With interest rates rising and some homeowners expected to be in financial shock, many have predicted a slowdown in the B.C. real estate market.
Even in the Tri-Cities, where prices have dropped slightly in all but Port Moody, higher interest rates have reduced the buying power for new homebuyers as prices are still higher than they were two years ago.
But in Anmore, the luxury home market appears to be isolated from the real estate market downturn.
Defying advice from experts who say don't sell unless you have to, an 11,000 sq. ft. home with six bedrooms, an elevator, an eight car garage and a waterfall feature on a 1.1-acre lot was recently listed for $8.89 million.
A good deal for luxury property
Glen Bohnet of Royal LePage West Real Estate Services says the home located at 3299 Black Bear Way is actually a good deal, compared to homes of a similar size in West Vancouver. As well, the lot is much bigger than similarly sized properties elsewhere in the Lower Mainland.
It also has a nearly 1,800 sq. ft. two-bedroom, three-bathroom carriage house.
"It's unique," said Bohnet of the rural enclave, which he calls the 'Hamptons" of Vancouver.
Bohnet told the Tri-City News that Anmore has been a "hidden" secret for many years but the word is slowly getting out about the value of the area.
While the price of the Black Bear Way home seems high, Bohnet noted that those who choose to live in Anmore appreciate the proximity to shopping, short 45-minute commute to downtown Vancouver and accessibility to the region's two airports.
Anmore also has plenty of natural assets, including hiking trails and Buntzen Lake, noted Bohnet, who said Anmore residents appreciate the area's natural assets.

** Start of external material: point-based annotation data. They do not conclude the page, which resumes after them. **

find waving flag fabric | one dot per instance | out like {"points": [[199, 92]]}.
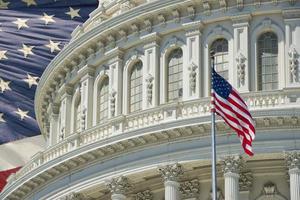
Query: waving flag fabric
{"points": [[32, 32], [230, 106]]}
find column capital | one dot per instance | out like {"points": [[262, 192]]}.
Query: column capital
{"points": [[245, 181], [118, 185], [73, 196], [171, 172], [292, 159], [232, 164], [144, 195], [190, 189]]}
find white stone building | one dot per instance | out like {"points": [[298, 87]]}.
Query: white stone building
{"points": [[125, 106]]}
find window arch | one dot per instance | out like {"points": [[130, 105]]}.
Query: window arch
{"points": [[103, 96], [220, 47], [267, 61], [136, 87], [77, 114], [174, 75]]}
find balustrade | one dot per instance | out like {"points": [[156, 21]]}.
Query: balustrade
{"points": [[151, 117]]}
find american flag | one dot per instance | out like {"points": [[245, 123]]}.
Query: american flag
{"points": [[32, 32], [230, 106]]}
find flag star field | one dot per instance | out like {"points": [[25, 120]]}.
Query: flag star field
{"points": [[32, 32]]}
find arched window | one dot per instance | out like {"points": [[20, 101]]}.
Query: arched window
{"points": [[174, 72], [220, 47], [103, 100], [136, 87], [77, 117], [267, 61]]}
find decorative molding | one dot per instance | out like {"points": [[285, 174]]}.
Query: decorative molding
{"points": [[190, 189], [293, 63], [232, 164], [112, 98], [220, 195], [144, 195], [149, 85], [245, 181], [193, 76], [241, 65], [118, 185], [171, 172], [292, 159]]}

Pandemic buying led to higher house prices
As to how luxury properties fare during a real estate downturn, Bohnet said they aren't as susceptible to wild swings in value, while the current market slowdown is related to increased housing demand during the COVID-19 pandemic.
"We have inflation. We have some uncertainties," he agrees, "[but] it was interesting to see what what happened when COVID hit the market.

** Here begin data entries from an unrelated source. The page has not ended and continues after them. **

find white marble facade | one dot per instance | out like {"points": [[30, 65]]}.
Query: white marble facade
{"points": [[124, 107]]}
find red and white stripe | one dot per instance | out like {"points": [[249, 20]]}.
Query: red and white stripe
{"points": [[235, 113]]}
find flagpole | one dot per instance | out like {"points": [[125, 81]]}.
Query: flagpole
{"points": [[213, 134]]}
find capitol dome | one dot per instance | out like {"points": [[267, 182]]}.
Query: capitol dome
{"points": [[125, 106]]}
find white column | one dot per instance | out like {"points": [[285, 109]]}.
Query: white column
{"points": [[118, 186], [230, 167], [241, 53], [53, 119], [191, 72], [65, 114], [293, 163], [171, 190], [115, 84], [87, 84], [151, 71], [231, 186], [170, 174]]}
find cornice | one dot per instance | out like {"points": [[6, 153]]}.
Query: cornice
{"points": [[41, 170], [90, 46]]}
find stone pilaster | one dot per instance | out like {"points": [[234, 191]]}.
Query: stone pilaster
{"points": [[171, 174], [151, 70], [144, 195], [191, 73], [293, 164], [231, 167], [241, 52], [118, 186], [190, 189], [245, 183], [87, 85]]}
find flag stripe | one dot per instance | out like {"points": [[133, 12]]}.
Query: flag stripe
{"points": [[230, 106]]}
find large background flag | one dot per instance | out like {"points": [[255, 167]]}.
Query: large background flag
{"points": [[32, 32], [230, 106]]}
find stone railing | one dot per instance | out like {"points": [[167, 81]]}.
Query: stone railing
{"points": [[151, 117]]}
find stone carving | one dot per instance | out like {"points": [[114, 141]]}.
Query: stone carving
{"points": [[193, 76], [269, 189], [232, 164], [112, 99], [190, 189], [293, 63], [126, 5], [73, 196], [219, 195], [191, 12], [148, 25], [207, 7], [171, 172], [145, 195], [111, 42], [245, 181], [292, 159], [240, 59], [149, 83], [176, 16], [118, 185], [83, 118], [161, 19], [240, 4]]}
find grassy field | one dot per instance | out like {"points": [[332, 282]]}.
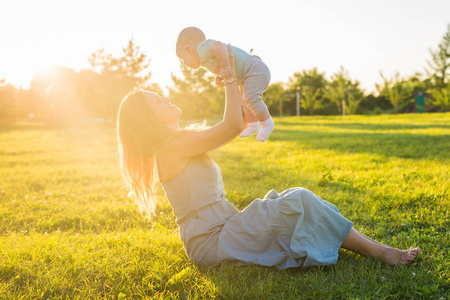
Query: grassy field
{"points": [[69, 231]]}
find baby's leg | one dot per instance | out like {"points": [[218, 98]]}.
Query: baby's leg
{"points": [[267, 126], [252, 124], [256, 81]]}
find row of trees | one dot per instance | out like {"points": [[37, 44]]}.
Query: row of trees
{"points": [[62, 94]]}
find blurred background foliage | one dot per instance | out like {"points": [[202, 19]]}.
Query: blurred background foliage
{"points": [[62, 95]]}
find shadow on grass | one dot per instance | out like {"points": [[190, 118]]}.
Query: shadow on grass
{"points": [[352, 277], [411, 146]]}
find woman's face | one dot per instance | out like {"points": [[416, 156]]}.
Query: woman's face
{"points": [[190, 57], [165, 111]]}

"People were looking to go more to estate living so their family could be there there and they could have their own private compound type of thing," said Bohnet, who has sold a lot of luxury homes in his 30-year career, as well as more typical family homes in the Tri-Cities and Maple Ridge.

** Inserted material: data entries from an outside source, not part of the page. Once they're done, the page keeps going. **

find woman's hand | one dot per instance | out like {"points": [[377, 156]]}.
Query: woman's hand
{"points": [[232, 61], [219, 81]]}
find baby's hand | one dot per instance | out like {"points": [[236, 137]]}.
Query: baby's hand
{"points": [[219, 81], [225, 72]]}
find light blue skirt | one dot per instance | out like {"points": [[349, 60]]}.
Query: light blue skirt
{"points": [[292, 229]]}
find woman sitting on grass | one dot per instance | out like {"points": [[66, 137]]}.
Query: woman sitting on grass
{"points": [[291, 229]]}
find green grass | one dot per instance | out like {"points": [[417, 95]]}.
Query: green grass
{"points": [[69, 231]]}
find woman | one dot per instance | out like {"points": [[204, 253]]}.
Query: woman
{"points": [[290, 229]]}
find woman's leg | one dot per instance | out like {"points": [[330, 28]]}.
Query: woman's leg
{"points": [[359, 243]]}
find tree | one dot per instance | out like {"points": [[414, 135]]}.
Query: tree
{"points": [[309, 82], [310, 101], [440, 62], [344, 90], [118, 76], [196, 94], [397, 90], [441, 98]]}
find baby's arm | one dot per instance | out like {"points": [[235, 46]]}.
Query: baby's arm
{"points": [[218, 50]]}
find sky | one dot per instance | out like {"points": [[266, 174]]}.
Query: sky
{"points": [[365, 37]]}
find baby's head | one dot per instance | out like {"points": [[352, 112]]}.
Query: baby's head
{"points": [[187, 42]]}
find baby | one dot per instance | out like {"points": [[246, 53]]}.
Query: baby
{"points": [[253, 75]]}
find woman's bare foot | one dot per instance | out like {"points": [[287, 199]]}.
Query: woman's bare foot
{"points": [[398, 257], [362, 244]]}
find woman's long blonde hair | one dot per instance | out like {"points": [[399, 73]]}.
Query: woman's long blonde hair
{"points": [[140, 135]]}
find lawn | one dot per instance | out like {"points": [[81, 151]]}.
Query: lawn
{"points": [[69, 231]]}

Bohnet said that if you take away the spike in prices caused by pandemic purchases, the softening that is occurring now is a natural outcome of a slight change in the market. And while he disagrees with raising interest rates instead of cutting carbon taxes on gasoline to reduce inflation, he said it's not unusual to see a price correction in response to fluctuations in the economy.
But Bohnet said Anmore hasn't seen the same ups and downs as elsewhere, he said. Instead, it's seen a steady growth because people are slowly finding Anmore has value.
"Anmore is one of those places they just love when they discover it and you couldn’t find it [a similar property] anywhere at that price."